Investigation of the structural and electronic properties of InP1-xSbx alloy for mid-infrared optoelectronic applications: A TB-mBJ DFT study

Abstract

The structural and electronic properties of InP1−xSbx supercell structure at different percent of Sb incorporation have been studied under the Density Functional Theory formalism employing WIEN2K package. From the total energy calculations, the supercell lattice structures have been optimized. The structural properties have been calculated from the equation of state which suggests the supercell structures to be significantly stable with a higher degree of compressive flexibility (specifically, at lower percent of Sb incorporation). The contribution of the partial and total DOS (Density of States) of constituent elements to total DOS of the supercell structure has been investigated. The relativistic effects have been assimilated into the band structure calculation, along various high symmetry k directions for each supercell structure.

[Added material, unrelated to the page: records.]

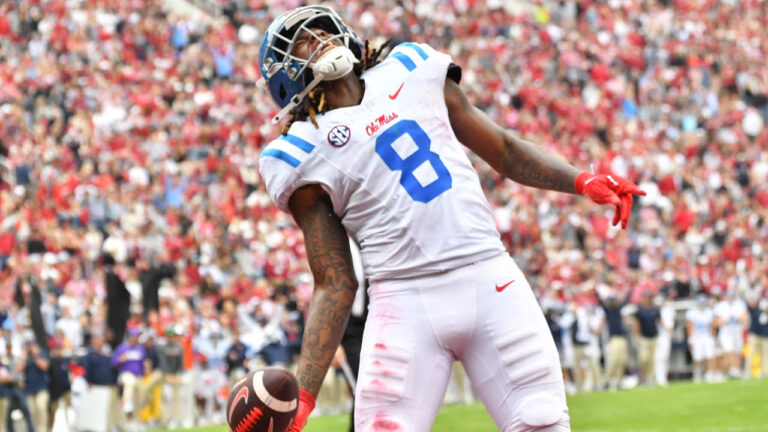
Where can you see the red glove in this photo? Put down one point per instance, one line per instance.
(609, 189)
(306, 405)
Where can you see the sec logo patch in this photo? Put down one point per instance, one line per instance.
(339, 136)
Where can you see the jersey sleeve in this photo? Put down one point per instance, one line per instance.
(426, 62)
(280, 166)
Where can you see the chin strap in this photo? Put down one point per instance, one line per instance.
(336, 63)
(296, 100)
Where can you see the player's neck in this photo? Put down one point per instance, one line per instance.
(344, 92)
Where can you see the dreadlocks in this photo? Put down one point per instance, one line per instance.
(314, 103)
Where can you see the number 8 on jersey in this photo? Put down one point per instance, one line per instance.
(415, 162)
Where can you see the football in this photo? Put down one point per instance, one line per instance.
(265, 400)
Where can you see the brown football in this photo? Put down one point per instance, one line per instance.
(265, 400)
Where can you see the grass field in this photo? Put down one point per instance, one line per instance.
(737, 406)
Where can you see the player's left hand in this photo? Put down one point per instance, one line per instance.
(609, 189)
(306, 405)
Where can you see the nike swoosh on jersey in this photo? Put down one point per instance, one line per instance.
(394, 96)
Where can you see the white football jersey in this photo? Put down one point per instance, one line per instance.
(702, 321)
(730, 312)
(397, 175)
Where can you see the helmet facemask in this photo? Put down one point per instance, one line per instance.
(288, 77)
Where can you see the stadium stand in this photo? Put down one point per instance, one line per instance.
(129, 145)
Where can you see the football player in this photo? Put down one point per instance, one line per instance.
(373, 148)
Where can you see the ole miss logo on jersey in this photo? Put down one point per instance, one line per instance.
(380, 121)
(339, 136)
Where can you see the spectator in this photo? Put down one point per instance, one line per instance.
(758, 335)
(236, 368)
(582, 332)
(60, 386)
(700, 327)
(128, 359)
(12, 385)
(731, 319)
(617, 342)
(647, 322)
(100, 374)
(664, 341)
(153, 376)
(35, 364)
(171, 356)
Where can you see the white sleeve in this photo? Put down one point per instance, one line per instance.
(280, 167)
(428, 64)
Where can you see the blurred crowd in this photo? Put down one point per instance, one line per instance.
(131, 204)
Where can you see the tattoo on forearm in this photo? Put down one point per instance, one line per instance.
(335, 285)
(531, 165)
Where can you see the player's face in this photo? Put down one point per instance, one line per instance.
(306, 44)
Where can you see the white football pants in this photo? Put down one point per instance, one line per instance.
(417, 327)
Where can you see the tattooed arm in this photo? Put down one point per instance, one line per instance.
(335, 283)
(516, 159)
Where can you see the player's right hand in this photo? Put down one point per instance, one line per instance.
(306, 405)
(609, 189)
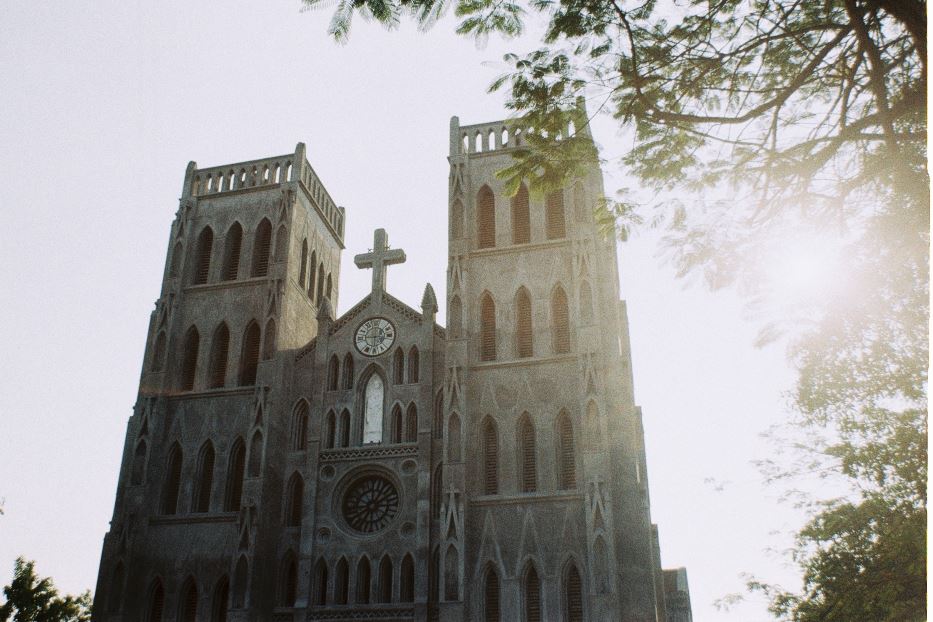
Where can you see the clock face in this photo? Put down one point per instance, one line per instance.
(375, 336)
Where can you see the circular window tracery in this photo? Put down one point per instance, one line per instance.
(370, 504)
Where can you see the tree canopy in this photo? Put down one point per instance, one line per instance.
(758, 126)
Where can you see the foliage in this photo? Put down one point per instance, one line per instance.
(758, 125)
(31, 599)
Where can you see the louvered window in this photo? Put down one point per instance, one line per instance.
(524, 341)
(203, 266)
(521, 223)
(529, 471)
(486, 218)
(490, 460)
(560, 322)
(488, 329)
(532, 596)
(261, 246)
(567, 467)
(554, 215)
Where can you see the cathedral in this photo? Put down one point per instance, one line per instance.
(283, 463)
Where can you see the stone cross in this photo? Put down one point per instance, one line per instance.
(378, 259)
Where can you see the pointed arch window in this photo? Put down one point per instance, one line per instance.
(532, 595)
(414, 365)
(189, 364)
(202, 266)
(487, 329)
(411, 424)
(205, 479)
(490, 459)
(560, 321)
(491, 596)
(486, 218)
(566, 453)
(294, 501)
(235, 472)
(233, 242)
(527, 453)
(362, 581)
(554, 215)
(261, 245)
(220, 349)
(521, 223)
(172, 481)
(524, 335)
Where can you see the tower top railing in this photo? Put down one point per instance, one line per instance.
(266, 172)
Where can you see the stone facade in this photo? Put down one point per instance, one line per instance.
(285, 464)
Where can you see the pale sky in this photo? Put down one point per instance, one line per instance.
(102, 106)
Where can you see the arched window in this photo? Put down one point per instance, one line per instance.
(205, 479)
(345, 428)
(524, 345)
(487, 329)
(521, 223)
(217, 366)
(527, 454)
(115, 600)
(158, 353)
(219, 602)
(456, 220)
(586, 303)
(233, 241)
(491, 596)
(531, 589)
(138, 472)
(249, 355)
(374, 405)
(573, 595)
(414, 365)
(396, 424)
(490, 459)
(554, 215)
(261, 245)
(240, 580)
(300, 427)
(407, 580)
(156, 602)
(312, 275)
(411, 424)
(485, 218)
(255, 455)
(172, 481)
(455, 318)
(202, 266)
(320, 583)
(566, 454)
(362, 581)
(189, 602)
(294, 501)
(281, 243)
(452, 574)
(268, 346)
(454, 450)
(289, 581)
(236, 469)
(348, 371)
(342, 582)
(398, 366)
(560, 324)
(333, 373)
(189, 364)
(384, 589)
(303, 264)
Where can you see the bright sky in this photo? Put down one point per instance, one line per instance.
(102, 105)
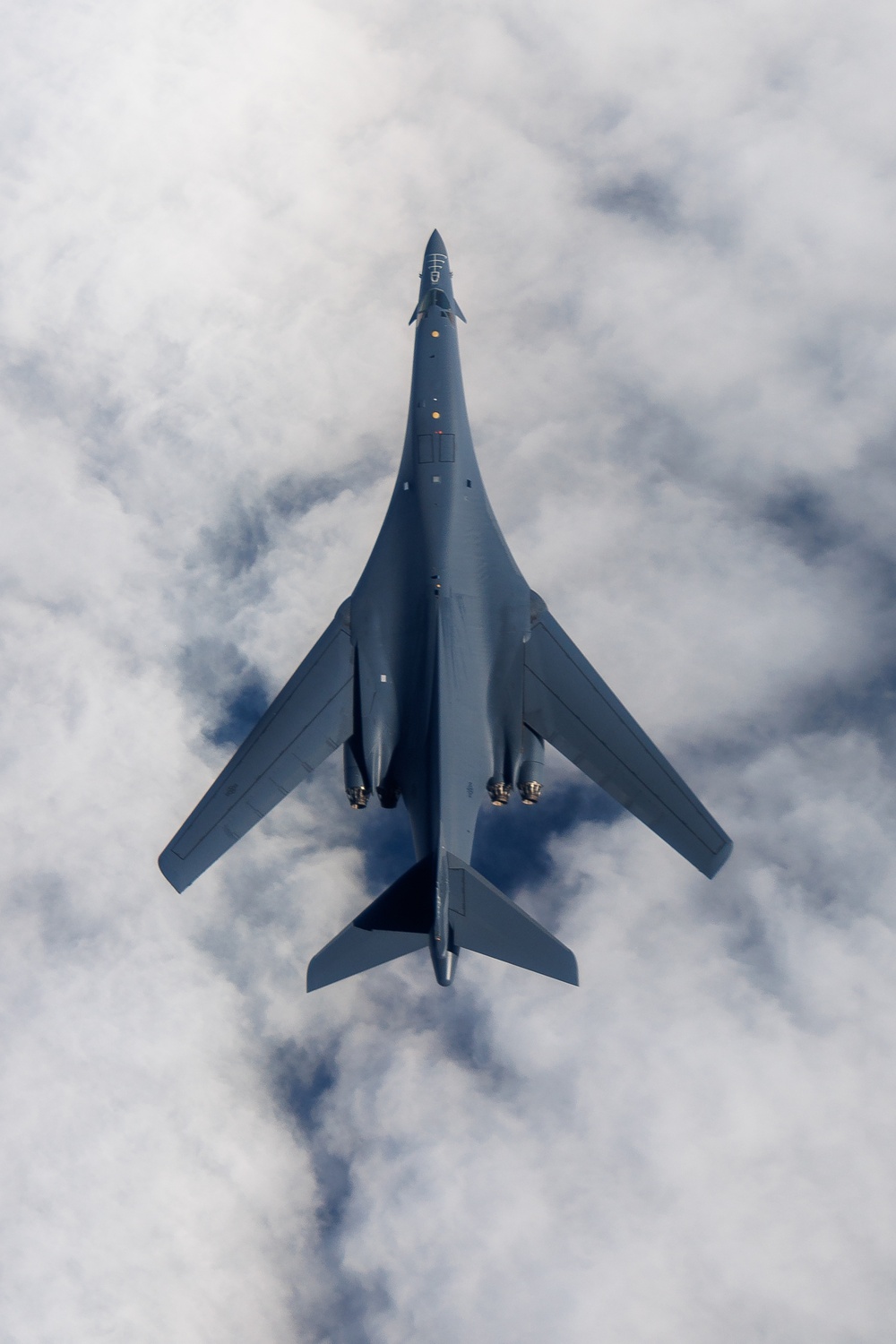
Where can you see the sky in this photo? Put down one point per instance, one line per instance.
(670, 226)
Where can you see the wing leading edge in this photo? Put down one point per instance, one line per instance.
(568, 704)
(309, 719)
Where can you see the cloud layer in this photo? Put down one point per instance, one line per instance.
(670, 228)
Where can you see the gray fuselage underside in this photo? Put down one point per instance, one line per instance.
(440, 617)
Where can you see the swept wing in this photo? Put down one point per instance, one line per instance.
(309, 719)
(568, 704)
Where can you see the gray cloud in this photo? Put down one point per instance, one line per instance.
(672, 234)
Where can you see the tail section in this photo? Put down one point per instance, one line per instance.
(479, 918)
(485, 921)
(395, 924)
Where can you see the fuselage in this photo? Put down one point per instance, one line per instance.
(438, 618)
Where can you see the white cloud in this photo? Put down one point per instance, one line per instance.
(672, 233)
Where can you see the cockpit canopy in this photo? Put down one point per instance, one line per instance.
(435, 297)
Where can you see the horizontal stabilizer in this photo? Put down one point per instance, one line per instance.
(308, 720)
(395, 924)
(485, 921)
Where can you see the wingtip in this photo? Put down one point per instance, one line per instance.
(167, 862)
(719, 859)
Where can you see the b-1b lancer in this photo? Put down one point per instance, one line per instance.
(443, 676)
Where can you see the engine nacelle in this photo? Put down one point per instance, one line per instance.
(357, 788)
(530, 773)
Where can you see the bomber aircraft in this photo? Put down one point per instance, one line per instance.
(443, 676)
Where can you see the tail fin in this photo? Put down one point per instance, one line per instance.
(485, 921)
(395, 924)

The values obtained for band gap (both, direct and indirect), spin-orbit splitting energy and bowing coefficient have been observed to vary significantly as a function of Sb mole fraction. Moreover, a relationship has been established between band gap (both, direct and indirect) values and spin-orbit splitting energy with Sb mole fraction. The influence of SOC (spin-orbit coupling) effect on the parameters concerning electronic properties has also been analyzed. The effective mass values for conduction and valence sub-bands (heavy hole, light hole and spin orbit split-off hole) near the Brillouin zone has been calculated at different percent of Sb incorporation in InP1−xSbx supercell structure. The interpretation of these results obtained suggests InP1−xSbx material to be competent for mid-infrared optoelectronic applications.